What a load of absolute claptrap. For audio production expansion can be vital. If you want to use ProTools with any complexity, or want to use the full range of audio hardware, you want the ability to add connectors the Mac doesn't have, or doesn't have enough off. And a FireWire hub just isn't suitable for some Audio Hardware situations. (For some things yes, but for others you really don't want to have it off a hub, as I know of some Audio Devices that can easily saturate a FireWire 800 connector, and would be awful over a FireWire hub). I can't think of a single even prosumer music artist or producer who would want to be limited to just the few FireWire and USB connectors a Mini provides. Once you go past GarageBand, you really want to not be limited to the very limited expansion a Mini has.
Yet again, a $500 PowerMac G5 or a Mac Mini with thousands of dollars worth of equipment doesn't make sense.
Besides, I pointed out that the next Mac Mini due in a few weeks is going to carry Thunderbolt, which is basically external PCIe x4 - and has 12.5 times the bandwidth of FireWire800.

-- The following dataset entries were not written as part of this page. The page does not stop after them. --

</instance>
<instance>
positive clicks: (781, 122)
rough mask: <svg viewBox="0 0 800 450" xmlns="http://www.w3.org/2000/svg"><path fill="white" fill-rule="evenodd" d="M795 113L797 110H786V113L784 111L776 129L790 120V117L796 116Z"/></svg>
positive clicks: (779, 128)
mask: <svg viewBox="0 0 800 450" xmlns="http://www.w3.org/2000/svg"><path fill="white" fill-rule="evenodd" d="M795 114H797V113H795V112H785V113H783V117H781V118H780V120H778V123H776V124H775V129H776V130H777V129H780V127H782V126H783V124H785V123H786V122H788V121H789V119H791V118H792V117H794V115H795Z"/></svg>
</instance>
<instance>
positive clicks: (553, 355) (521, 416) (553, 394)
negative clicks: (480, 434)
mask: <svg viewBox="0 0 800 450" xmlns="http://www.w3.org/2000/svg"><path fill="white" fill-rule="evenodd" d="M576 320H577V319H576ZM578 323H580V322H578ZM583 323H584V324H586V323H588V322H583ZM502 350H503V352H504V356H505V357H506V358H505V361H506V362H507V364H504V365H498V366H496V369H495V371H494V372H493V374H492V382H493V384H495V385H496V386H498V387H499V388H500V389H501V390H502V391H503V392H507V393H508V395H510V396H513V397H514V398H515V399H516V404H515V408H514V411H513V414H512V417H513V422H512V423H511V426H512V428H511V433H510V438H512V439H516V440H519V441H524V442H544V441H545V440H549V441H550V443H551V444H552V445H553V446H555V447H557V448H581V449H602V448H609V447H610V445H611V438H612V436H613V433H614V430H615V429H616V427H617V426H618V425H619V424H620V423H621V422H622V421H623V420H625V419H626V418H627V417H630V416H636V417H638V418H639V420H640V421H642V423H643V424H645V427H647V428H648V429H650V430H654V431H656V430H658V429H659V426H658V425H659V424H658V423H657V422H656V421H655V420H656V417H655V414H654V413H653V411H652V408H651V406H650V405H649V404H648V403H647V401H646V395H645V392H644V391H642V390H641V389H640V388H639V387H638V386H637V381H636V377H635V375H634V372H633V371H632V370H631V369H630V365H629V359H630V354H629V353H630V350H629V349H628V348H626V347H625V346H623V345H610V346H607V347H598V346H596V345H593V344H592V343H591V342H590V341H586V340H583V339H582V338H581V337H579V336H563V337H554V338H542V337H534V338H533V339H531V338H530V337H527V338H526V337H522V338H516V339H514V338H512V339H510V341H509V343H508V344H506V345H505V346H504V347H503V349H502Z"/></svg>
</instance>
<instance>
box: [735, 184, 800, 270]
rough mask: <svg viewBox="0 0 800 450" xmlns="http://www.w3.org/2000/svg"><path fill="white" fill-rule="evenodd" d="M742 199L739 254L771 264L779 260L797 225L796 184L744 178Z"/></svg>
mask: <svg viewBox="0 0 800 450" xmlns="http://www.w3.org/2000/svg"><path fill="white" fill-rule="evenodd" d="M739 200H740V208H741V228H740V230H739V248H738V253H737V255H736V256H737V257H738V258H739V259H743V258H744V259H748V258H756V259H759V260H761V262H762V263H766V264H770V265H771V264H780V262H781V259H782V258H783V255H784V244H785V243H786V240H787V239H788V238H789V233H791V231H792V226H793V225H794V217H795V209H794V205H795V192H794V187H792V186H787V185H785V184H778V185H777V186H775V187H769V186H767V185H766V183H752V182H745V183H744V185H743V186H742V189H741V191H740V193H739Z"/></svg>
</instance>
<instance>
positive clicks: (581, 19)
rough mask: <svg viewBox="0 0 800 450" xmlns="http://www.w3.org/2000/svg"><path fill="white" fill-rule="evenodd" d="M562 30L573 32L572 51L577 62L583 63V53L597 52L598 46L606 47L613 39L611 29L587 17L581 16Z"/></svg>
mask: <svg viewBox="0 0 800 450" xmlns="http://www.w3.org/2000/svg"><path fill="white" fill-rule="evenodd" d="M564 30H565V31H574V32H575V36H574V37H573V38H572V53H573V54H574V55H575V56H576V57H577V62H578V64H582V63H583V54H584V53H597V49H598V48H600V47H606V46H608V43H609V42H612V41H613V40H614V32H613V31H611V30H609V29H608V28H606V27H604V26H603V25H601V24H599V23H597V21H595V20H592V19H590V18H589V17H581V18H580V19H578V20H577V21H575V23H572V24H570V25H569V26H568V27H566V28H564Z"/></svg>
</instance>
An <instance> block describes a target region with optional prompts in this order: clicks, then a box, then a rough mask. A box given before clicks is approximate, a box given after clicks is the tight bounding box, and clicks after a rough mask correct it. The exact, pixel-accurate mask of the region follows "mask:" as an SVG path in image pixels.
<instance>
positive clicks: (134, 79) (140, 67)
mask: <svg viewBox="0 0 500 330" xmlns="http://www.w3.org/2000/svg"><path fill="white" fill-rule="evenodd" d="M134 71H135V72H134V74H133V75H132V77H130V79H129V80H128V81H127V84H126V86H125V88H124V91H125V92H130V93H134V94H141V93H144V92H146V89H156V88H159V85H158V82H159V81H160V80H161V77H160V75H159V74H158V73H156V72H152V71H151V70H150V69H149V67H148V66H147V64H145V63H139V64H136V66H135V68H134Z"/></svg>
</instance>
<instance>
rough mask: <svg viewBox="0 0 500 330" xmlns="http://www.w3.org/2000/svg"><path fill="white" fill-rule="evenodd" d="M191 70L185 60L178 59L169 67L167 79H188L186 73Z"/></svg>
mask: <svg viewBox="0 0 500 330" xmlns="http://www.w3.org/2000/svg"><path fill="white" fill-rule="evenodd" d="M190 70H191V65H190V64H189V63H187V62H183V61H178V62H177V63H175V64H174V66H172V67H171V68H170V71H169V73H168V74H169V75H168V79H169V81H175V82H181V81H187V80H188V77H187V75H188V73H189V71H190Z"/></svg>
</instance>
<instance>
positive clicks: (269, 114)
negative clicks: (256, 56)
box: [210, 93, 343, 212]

If you're between a PowerMac G5 and a Mac Mini, you're not likely to spend millions on equipment anyways. If so, a new Mac Mini is always the wiser choice, as it runs Lion and the latest builds of audio software - plus being faster and having future-proof Thunderbolt.

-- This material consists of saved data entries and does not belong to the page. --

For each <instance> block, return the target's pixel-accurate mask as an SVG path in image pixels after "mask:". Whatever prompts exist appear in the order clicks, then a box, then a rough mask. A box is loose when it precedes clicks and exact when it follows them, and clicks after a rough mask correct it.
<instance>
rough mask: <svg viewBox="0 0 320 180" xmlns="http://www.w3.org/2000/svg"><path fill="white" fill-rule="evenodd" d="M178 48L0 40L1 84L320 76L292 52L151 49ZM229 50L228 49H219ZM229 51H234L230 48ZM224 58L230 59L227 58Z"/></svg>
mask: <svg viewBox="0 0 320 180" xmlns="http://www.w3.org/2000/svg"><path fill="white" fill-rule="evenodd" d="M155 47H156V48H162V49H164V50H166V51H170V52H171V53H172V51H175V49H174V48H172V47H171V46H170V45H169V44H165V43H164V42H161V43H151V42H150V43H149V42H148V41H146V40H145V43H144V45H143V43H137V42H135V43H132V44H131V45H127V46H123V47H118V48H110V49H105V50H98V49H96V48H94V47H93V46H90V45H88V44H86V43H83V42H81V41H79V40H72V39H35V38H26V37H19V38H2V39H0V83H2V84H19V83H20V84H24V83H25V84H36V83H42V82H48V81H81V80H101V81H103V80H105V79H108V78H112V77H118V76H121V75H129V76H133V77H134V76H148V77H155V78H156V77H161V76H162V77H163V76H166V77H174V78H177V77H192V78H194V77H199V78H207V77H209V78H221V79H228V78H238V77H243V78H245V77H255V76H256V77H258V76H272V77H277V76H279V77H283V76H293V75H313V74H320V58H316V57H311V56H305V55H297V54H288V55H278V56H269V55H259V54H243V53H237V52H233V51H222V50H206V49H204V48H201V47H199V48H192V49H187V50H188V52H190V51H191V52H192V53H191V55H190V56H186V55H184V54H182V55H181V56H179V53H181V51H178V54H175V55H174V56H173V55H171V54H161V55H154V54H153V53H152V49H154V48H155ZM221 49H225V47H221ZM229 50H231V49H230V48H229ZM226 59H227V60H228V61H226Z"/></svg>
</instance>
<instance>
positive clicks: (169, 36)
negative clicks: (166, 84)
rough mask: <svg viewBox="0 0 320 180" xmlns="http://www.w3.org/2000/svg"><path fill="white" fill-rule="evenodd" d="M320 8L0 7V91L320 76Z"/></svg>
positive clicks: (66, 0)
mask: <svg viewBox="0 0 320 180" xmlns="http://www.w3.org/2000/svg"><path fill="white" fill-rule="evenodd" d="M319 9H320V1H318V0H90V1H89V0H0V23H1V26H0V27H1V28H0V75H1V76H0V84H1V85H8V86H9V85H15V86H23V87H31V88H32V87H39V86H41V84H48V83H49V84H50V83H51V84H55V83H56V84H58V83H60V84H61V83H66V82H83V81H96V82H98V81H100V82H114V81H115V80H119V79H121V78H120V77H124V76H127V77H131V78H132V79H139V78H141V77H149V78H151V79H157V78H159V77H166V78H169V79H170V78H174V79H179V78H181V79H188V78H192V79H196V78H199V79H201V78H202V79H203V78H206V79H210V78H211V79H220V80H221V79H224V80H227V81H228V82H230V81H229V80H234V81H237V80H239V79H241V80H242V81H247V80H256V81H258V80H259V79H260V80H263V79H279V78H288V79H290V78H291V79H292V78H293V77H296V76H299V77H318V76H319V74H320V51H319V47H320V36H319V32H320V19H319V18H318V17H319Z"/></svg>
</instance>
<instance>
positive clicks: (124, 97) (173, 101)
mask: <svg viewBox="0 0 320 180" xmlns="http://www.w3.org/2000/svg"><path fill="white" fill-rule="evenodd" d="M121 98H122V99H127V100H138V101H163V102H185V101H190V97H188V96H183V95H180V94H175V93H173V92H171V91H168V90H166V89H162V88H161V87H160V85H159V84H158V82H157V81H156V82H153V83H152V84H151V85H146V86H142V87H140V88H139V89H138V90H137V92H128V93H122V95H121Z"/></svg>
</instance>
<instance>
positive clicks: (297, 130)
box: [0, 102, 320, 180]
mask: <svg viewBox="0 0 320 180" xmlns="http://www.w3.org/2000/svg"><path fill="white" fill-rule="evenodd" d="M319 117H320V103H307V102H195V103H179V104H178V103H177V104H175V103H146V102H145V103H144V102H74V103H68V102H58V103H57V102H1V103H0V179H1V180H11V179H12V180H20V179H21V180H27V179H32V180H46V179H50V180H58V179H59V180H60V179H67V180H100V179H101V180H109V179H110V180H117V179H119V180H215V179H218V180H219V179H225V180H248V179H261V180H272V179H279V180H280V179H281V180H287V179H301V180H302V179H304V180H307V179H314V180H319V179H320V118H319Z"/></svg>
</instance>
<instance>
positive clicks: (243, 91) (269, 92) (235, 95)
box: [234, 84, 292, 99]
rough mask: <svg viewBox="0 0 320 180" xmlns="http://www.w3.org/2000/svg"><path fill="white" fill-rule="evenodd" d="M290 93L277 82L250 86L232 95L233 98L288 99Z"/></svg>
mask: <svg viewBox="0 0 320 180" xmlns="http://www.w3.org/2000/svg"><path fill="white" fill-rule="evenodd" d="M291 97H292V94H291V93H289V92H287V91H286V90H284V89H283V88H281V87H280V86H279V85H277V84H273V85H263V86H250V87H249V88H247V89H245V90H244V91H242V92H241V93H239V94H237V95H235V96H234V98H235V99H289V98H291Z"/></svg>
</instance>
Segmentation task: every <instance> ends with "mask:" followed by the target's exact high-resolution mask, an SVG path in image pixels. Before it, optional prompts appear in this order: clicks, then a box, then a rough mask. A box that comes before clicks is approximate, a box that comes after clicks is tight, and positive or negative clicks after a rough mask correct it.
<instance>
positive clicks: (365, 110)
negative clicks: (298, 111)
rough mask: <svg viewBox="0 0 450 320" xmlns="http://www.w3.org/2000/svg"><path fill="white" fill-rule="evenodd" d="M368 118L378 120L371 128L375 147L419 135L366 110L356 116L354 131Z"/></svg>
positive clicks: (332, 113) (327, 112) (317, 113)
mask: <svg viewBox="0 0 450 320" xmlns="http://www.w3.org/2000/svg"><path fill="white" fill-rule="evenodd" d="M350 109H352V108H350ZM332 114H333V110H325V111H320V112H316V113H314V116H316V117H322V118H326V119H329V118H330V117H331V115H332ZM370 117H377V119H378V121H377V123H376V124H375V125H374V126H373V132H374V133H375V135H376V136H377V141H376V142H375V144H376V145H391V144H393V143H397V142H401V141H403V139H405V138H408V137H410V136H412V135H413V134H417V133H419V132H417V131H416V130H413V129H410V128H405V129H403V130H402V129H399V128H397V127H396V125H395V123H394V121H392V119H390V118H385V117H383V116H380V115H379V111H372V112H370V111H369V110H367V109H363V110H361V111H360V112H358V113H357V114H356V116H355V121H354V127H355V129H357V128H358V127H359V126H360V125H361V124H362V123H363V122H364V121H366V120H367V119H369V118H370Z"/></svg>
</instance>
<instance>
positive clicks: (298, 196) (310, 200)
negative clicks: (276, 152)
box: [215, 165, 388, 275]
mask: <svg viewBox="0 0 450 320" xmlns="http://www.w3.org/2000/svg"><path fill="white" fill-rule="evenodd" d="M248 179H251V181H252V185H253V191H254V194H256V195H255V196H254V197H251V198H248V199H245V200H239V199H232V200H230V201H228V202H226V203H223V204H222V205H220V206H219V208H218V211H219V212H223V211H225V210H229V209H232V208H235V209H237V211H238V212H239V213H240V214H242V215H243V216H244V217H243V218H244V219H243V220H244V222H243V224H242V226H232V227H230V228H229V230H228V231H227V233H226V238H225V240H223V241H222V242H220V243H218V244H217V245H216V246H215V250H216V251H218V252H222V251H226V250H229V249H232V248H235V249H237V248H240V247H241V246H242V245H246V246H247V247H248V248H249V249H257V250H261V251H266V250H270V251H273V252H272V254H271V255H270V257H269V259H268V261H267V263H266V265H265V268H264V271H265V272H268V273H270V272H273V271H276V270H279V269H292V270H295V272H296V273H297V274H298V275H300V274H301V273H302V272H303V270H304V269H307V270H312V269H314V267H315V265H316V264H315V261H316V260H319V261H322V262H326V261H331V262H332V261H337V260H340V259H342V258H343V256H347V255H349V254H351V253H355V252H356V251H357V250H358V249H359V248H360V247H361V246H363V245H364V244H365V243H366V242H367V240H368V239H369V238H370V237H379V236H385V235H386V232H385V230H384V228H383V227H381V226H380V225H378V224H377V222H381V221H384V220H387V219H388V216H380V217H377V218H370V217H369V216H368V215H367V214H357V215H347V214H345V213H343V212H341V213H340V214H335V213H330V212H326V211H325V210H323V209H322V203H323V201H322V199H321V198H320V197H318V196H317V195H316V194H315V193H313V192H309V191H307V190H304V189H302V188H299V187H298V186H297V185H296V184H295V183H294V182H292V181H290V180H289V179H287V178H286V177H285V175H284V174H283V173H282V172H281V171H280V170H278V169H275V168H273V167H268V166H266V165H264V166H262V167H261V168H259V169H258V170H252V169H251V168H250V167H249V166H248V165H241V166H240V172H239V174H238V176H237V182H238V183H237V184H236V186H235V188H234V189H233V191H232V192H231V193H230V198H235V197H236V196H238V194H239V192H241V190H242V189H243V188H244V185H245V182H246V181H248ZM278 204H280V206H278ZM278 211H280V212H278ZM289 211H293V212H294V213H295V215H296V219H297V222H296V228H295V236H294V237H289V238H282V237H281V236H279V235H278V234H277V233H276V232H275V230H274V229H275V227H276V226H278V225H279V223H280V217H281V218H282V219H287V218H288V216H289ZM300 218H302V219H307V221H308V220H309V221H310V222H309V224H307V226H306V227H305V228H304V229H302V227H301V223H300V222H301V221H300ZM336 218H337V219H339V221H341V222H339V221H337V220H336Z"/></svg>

For the current-gen Mac Mini, you could daisy chain your FireWire audio hardware and hook up your hard drives via USB, as the hub is intended for devices that come with one FW800 port only - which should be mostly the case for hard drives, but not audio hardware. This should be sufficient for everyone who considers a Mac Mini for music production in the first place. Most prosumer audio interfaces still ship with FW400 anyways, MIDI interfaces with USB. Controllers, even with motor faders, mostly hook up via MIDI or FW400.
But the costs for a prosumer audio interface, some MIDI interfaces and a controller are somewhere between the cost of a 8-core and a 12-core Mac Pro, thus people buy the next best thing and a Quad- or Six-Core Mac Pro.
If you prefer a PowerMac G5 over a new Mac Mini, I'm perfectly fine with that. Have it you way, but don't complain that you are i.e. restricted to Logic 9.0.2 and probably end up with Logic 8, because Logic 9 does't run that well on PPC at all. Or can't run the somewhere in the future upcoming Logic X. Or, as already stated, Cubase 6.
You basically put up everything against "I might spend $5.000 on equipment in the future and there is a minor chance that I need more than one FW800 port", which dissolves itself into "I might spend $4000 on equipment and $1000 on a used Mac Pro in the future" and/or "My Mac Mini has Thunderbolt".